MiniMe: "Why do I have to watch this? It's so boring."
Boring? It's not boring. It's a great classic halloween cartoon. I used to look forward to watching it every year when I was your age.
MiniMe: "But Mom, the characters don't even talk."
(Now, to be fair, quite a bit of this cartoon does have the characters roaming around while that silly Charlie Brown theme plays in the background, something I had never really noticed before.)
They talk. Just wait a minute and you'll see. You know, when I was growing up, the Charlie Brown specials were the only time you'd see cartoons on in the evening. Usually you only got to see cartoons on Saturday morning.

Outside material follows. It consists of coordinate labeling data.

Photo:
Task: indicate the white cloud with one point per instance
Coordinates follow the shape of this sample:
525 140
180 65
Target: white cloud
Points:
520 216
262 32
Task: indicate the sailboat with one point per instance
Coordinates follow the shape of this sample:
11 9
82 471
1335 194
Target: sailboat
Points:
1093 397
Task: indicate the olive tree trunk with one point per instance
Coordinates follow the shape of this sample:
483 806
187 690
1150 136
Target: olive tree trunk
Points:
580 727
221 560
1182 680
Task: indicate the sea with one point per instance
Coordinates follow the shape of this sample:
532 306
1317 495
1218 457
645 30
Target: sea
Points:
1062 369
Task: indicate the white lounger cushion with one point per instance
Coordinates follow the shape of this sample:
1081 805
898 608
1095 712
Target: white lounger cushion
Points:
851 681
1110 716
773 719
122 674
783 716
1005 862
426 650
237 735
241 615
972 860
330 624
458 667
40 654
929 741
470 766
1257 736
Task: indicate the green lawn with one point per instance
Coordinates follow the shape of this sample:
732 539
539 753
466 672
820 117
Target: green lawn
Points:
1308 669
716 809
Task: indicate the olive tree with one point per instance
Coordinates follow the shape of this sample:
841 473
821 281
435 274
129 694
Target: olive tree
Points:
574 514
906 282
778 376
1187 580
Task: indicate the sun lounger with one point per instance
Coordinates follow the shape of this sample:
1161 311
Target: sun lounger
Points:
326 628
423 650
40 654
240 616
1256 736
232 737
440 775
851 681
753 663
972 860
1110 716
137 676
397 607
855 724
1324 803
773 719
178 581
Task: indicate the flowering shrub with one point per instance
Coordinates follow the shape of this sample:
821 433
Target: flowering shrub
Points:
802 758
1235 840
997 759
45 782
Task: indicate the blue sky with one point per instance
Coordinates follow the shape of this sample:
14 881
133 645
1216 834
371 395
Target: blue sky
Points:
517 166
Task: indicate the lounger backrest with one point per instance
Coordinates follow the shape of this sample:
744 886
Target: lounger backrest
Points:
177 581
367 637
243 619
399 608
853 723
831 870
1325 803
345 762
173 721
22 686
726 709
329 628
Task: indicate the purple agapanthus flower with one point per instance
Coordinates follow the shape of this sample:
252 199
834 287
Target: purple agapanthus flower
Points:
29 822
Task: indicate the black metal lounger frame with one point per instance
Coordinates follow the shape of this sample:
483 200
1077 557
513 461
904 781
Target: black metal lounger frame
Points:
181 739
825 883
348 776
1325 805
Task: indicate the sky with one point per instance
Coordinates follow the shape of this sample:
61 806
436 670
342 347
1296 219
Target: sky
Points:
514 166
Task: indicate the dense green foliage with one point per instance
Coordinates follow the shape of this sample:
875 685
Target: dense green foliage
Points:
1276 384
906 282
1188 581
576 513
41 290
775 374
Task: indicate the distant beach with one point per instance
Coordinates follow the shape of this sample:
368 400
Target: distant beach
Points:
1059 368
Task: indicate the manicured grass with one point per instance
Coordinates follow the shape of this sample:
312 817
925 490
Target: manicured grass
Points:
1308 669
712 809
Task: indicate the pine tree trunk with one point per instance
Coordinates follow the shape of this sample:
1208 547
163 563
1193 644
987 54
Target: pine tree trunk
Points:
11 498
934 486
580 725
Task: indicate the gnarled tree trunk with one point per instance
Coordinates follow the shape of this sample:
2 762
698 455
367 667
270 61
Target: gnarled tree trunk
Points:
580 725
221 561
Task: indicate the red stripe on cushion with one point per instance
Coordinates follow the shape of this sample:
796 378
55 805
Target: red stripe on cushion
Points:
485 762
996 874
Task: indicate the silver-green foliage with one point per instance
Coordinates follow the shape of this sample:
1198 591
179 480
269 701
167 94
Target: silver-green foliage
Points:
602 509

(Big eyeroll from MiniMe. Sigh!)
MiniMe: "I think I'm going to go to bed Mom."
But don't you want to see the end and find out if the Great Pumpkin shows up?
MiniMe: "No, you can tell me what happens in the morning."
So my only option is to share my love of all things "Great Pumpkin" with readers of NativeMom. Here goes . . .
"It's the Great Pumpkin Charlie Brown" was the third Peanuts animated special and the first halloween special to be produced. It originally aired Oct. 27, 1966, and has aired every year since. In the film, the Peanuts gang all wear costumes and go trick-or-treating except for Linus and Sally who decide to forgo trick-or-treating and stake out the pumpkin patch waiting for the arrival of the Great Pumpkin. An interesting note of trivia, when Charles Schulz drew the "Great Pumpkin" in the daily comic strip, Charlie Brown, not Sally, was with Linus when Snoopy appears as the "Great Pumpkin".
Can you remember what costume Charlie Brown wears? And what did he get in his bag at each house as the gang went trick-or-treating?
2 comments:
Wasn't it a potato? I think once this show and the Chistmas show and the Grinch became available on video and DVD, it took some of the specialness away. Rudolph the Red Nose Reindeer is still scary, however.
The answer . .. Charlie Brown wore a sheet for a ghost costume, only he cut too many holes in it. He got a rock at every home they visited.
And by the way, Lucy, now that you mention it, Rudolph did scare me a little as a kid.